Mübarek Ramazan ayında herkes orucun hadsiz hudutsuz sevabına gark olurken, sağlıkla ilgili problemlerimiz dolayısıyla biz, bu ayın yüksek sevabını orucumuzla talep etmeye güç yetiremeyebiliriz. Hiç gam ve keder yok. Orucumuzla bu ayın sevabına erişemez isek, niyetimizle ve fidyelerimizle erişmemiz inşallah mümkündür.

Şüphesiz, bu aydaki orucu hastalığı sebebiyle tutmaya güç yetiremeyenler için de bu rahmet kapısı kapanmış değildir. Rahmetin onları dışarıda bırakması düşünülebilir mi? Bu din eksiksiz herkesi kâmilen kucaklamıştır. Oruç tutmaya güç ve takati olmayan, fakat âcziyeti ve zafiyeti ile yalnız Allah’ın dergâhına sığınan hastaların ve yaşlıların rahmetin dışında kalmasına Rahman-ı Rahîm hiç razı olur mu?

Her Güne Bir Fidye

Ramazan ayında oruç tutmaya güç yetiremeyen ve her geçen gün bünyesi zafiyete uğrayan güçsüz, zayıf, yaşlı ve hastaların bu ibadetin sevabından mahrum kalmamaları ve oruç farizasını yerine getirmiş sayılmaları için dinimizde kolaylıklar getirilmiştir.

Hastanın iyileşmemesi ve hastalığının artması, ilerlemesi ve sıhhate kavuşmaması gibi devam eden sağlık problemleri karşısında dinimiz şefkat kucağını açmış ve onları yeni bir çözümle kucaklamıştır.

Hiç şüphesiz bu şefkat doğrudan Rabbimizden gelerek, fakirlere dönük bir hibe mahiyetinde tecelli etmiştir. Âyet şöyledir: “Oruca dayanamayanlar bir düşkünü doyuracak kadar fidye verirler.” 2 Demek, güçsüzlükleri, âcizlikleri, hastalıkları ve ihtiyarlıkları dolayısıyla oruç tutamayanlar, oruç tutamadıkları gün sayısınca, her güne bir fidye vermek suretiyle bu ibadeti yapmış sayılacaklardır.

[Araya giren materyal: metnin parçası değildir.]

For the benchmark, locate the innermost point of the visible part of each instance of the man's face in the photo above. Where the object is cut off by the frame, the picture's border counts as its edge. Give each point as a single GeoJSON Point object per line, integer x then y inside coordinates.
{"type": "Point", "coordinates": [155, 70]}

Fidye fakirlere, miskinlere ve yoksullara verilir. Yukarıdaki âyet buna amirdir. Hasta olup çalışamayan kimseler eğer yoksul iseler fidye de alabilirler.

Bir Fidye, Bir Fitre

Fidye miktarı, her bir oruç günü için bir fakiri bir günlük (iki öğün) doyuracak kadar para veya belirli miktarlardaki gıda maddelerinden oluşur. Bir fidye miktarı, bir fitre miktarına eşittir: Buğdaydan yarım sa’; arpa, hurma ve kuru üzümden bir sa’dır. Sa’ bir hacim ölçüsü birimidir ve bir sa’ yaklaşık 2.75 litredir; bu da yaklaşık 3 kilograma denk düşmektedir. Bir fidye de asgarî bu değer üzerinden verilebilir. Bu miktarın 2021 yılı için kaç liraya tekabül ettiğini Diyanet açıklamıştır. Bu rakam üzerinden verilebilir. Kişinin imkânı ölçüsünde arttırması ise fazilettir.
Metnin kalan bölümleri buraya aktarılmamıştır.